Director ejecutivo de Videnza Instituto

Todos los días, un cúmulo de noticias sobre extorsiones, asaltos a locales comerciales, robos a transeúntes, entre otros delitos, nos hacen testigos del alarmante avance de la delincuencia en Lima y las principales ciudades del país. En su último reporte, el Instituto Nacional de Estadística e Informática alerta de que, durante el primer semestre del 2023, el porcentaje de la población que fue víctima de algún delito aumentó en 4.3 puntos porcentuales con relación al 2022. Así, uno de cada cuatro peruanos de 15 años a más que vive en zonas urbanas ha sido víctima de algún hecho delictivo.

La situación es aún peor en Lima, donde el porcentaje de victimización supera un tercio de la población. Según la Encuesta Nacional de Programas Presupuestales, el 81.8% de la población urbana percibe que en los próximos 12 meses puede ser víctima de algún hecho delictivo que atente contra su seguridad.

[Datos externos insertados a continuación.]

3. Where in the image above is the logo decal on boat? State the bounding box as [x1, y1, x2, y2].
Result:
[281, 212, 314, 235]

Estos elevados niveles de percepción de inseguridad y victimización acarrean una serie de costos significativos para los agentes económicos y la sociedad en su conjunto. Entre ellos, un estudio del Banco Interamericano de Desarrollo del 2017 incluye el costo social derivado de los homicidios; el mayor gasto privado en el que incurren los hogares para protegerse de la delincuencia; los cambios en el comportamiento de las personas ante la actividad criminal; la reducción en la inversión y las pérdidas de productividad para las empresas; y la mayor asignación de recursos públicos que destina el Estado para combatir al crimen organizado. Dicho estudio estimó que los costos sociales del crimen en Perú representaron el 2.77% del PBI en el 2014.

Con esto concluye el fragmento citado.